Why some brain cells are particularly vulnerable to multiple sclerosis

In the cortex, DNA damage appears to outstrip the cells’ ability to repair themselves

This slice of mouse brain looks like an abstract painting made with dots. The red ones are dead brain cells and the green ones mark DNA damage.

When a crucial DNA repair kit is disabled, brain cells die, providing a hint of what can go awry in the late stages of multiple sclerosis. In this mouse brain sample, DNA damage appears in green and dead cells are red.

Fancy Lab/UCSF

Brain cells that help make us human are also uniquely vulnerable to multiple sclerosis.

A newfound cellular repair kit can’t keep up with the disease’s damage, leading to the cell death that’s a hallmark of progressive MS, researchers report April 1 in two papers in Nature.

The discovery uncovers an important and underexplored mechanism behind how the condition progressively shrinks the brain.
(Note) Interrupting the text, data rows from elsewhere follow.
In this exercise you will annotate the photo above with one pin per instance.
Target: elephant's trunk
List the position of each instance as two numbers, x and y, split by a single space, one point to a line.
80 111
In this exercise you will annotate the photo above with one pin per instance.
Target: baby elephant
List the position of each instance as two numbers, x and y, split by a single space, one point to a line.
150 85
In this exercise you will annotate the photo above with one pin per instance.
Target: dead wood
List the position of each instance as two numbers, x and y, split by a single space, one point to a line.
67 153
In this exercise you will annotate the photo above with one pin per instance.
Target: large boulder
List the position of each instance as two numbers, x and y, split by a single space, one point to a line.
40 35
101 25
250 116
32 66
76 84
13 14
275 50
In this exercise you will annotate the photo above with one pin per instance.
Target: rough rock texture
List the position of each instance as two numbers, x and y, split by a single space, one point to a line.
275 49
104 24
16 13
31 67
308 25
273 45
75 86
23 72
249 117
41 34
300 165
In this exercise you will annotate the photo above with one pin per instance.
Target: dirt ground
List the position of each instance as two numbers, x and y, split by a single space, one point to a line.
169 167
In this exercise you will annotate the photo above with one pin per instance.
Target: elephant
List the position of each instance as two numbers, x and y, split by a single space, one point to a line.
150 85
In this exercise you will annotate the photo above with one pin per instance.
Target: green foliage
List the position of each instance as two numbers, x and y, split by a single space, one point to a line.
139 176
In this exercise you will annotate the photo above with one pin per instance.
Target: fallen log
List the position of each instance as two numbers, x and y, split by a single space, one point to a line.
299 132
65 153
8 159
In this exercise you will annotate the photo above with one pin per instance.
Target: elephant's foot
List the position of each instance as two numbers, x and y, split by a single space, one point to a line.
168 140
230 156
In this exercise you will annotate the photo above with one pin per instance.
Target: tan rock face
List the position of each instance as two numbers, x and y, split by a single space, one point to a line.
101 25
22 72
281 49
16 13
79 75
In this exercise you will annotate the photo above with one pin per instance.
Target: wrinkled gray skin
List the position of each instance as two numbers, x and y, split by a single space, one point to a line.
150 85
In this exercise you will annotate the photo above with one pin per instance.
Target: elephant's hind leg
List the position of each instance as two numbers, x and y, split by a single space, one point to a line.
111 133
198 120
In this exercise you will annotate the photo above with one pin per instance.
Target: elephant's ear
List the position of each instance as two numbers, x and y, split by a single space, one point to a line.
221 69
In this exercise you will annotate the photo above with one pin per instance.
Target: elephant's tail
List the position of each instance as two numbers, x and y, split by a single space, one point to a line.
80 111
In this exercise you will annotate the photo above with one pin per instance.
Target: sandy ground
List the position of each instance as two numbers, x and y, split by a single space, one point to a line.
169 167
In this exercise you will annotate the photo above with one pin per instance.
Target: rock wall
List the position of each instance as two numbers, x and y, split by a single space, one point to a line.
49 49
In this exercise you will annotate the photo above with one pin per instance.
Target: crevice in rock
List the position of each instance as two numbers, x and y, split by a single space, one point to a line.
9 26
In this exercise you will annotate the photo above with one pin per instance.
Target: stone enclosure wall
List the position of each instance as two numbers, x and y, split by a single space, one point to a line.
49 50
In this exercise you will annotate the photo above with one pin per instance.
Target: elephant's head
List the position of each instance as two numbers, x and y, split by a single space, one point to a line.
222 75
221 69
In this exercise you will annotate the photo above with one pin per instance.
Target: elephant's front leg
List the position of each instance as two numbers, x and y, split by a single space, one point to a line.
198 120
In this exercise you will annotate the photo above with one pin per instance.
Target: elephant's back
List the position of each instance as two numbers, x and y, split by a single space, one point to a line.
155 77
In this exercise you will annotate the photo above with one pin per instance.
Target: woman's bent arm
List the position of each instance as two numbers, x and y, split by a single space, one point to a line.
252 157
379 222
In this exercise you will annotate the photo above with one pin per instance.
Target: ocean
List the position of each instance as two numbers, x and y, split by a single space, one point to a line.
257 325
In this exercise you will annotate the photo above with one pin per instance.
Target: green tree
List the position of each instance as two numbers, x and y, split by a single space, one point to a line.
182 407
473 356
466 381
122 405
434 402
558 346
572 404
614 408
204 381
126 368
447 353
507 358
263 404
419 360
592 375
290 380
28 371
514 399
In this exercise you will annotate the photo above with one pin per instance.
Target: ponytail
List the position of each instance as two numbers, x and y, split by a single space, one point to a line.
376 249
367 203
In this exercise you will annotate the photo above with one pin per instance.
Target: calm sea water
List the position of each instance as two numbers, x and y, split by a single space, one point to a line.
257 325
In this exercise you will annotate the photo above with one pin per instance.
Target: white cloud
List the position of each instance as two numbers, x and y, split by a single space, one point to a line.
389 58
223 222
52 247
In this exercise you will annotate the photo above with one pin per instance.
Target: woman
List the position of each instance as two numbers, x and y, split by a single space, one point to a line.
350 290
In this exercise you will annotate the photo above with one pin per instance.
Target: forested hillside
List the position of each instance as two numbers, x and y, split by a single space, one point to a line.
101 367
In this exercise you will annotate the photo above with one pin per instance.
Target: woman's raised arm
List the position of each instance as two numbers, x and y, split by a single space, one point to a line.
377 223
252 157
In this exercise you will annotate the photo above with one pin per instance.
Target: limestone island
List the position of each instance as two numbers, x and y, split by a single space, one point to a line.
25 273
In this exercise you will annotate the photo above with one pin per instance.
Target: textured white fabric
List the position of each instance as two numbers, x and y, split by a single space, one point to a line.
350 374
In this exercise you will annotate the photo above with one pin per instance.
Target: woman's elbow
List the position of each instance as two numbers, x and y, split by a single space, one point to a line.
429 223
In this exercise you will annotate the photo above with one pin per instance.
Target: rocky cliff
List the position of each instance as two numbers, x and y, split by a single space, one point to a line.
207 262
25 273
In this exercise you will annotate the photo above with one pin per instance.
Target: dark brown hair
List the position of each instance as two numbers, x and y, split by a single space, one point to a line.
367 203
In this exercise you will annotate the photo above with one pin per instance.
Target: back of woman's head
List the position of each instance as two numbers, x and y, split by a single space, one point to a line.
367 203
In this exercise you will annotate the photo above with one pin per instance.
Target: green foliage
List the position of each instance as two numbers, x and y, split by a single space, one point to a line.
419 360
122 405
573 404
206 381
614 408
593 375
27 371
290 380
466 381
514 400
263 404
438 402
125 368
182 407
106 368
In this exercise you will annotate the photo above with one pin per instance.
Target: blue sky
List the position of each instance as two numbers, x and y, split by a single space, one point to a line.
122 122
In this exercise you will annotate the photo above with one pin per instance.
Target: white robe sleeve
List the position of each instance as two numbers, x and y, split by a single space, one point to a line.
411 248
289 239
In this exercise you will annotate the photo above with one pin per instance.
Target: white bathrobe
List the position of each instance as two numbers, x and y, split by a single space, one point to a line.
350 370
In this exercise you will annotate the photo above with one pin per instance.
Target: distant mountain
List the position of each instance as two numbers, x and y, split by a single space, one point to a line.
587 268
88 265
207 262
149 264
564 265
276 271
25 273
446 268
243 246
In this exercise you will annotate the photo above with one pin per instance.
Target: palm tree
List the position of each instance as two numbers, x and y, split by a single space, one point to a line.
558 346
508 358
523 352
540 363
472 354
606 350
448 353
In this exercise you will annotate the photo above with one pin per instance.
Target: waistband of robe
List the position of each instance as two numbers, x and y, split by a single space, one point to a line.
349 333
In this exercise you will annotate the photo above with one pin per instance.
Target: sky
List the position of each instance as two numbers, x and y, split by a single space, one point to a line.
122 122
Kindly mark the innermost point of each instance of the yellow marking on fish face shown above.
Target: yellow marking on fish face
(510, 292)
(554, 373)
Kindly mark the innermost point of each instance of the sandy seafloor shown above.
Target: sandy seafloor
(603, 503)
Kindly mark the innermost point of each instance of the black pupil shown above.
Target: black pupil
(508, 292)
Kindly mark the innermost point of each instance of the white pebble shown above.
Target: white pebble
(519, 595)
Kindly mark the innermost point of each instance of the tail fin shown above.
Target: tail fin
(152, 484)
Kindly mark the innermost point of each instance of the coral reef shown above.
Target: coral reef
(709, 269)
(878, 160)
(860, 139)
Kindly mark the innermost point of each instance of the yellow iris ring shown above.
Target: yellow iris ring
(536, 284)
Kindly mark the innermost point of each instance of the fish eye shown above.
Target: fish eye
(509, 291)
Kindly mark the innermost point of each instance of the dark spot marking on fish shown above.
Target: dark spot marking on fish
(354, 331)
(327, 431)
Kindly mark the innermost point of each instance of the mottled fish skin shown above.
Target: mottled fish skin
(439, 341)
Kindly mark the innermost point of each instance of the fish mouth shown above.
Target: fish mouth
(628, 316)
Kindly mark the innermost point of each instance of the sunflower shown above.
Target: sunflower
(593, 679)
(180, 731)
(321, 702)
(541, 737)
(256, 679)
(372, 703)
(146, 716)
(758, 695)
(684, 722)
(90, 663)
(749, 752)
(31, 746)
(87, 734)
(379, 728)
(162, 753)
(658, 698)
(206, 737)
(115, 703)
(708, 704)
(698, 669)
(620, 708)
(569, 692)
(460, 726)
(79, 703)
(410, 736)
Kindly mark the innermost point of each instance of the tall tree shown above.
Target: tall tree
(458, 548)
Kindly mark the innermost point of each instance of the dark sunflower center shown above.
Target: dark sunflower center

By better understanding how MS kills brain cells, scientists can design treatments aimed at preventing cognitive decline, says David Rowitch, a developmental neuroscientist at the University of Cambridge.

Each year, 10,000 people in the United States are diagnosed with MS. The body’s immune system attacks neurons in the brain, causing inflammation and unpredictable flare-ups of muscle weakness, tingling and pain. Research has primarily focused on the way the disease causes nerve fibers to lose myelin, the fatty insulation that helps them send messages. But in a second, progressive phase, neurons in the brain begin to die. Patients experience sharper declines in their cognitive ability, leading to difficulties in memory and reasoning as their brains shrink.

“There’s no treatment really for that part,” says Steve Fancy, a neuroscientist at the University of California, San Francisco.

Previous research identified a specific group of neurons in the human cortex, the brain’s wrinkly outermost layer, that are particularly vulnerable to degeneration in progressive MS. Called CUX2 neurons, these brain cells help make up two layers of the cortex thought to play an important role in things like cognition and computation. These layers in the brain are “really very important for making us human,” Fancy says.

CUX2 cells multiply rapidly as the brain develops, but that fast pace comes at a cost, Fancy says. These cells also have a higher risk of accruing DNA damage.

In the first paper, the team identified a DNA repair kit crucial for the initial survival of CUX2 cells. The cells use a protein called ATF4 to jump-start the DNA repair response and prevent damage as the neurons develop. When the researchers switched off ATF4 in mice, CUX2 neurons in their brains quickly died.

Next, the researchers found evidence that DNA damage is the primary culprit behind the degradation of CUX2 cells. In brain tissue from humans with MS, the layers CUX2 neurons reside in showed significantly higher DNA damage compared with those in healthy brains. The team also looked at mice engineered to develop an MS-like condition and found that CUX2 cells died from DNA damage.

The researchers think the DNA damage that these cells face early on in development could leave them more vulnerable later in life. Then, the havoc wreaked by inflammation from MS is simply too much. “We see this kind of consistent theme that these cells just don’t handle this extra stress very well,” Rowitch says.

He also says that while most research in the field has focused on developing therapies to restore myelin to nerve fibers, the discovery points to a new place to direct future treatments.

Don Mahad, a neurologist at the University of Edinburgh who was not involved in the research, agrees. “This tells us that actually, we can’t ignore these intrinsic vulnerabilities of the nerve cell, and that has to be a treatment target,” he says. Current treatments for MS focus on tamping down inflammation caused by the body’s immune system.

“It’s the beginning of a long journey,” Mahad says, “but it’s an important beginning.”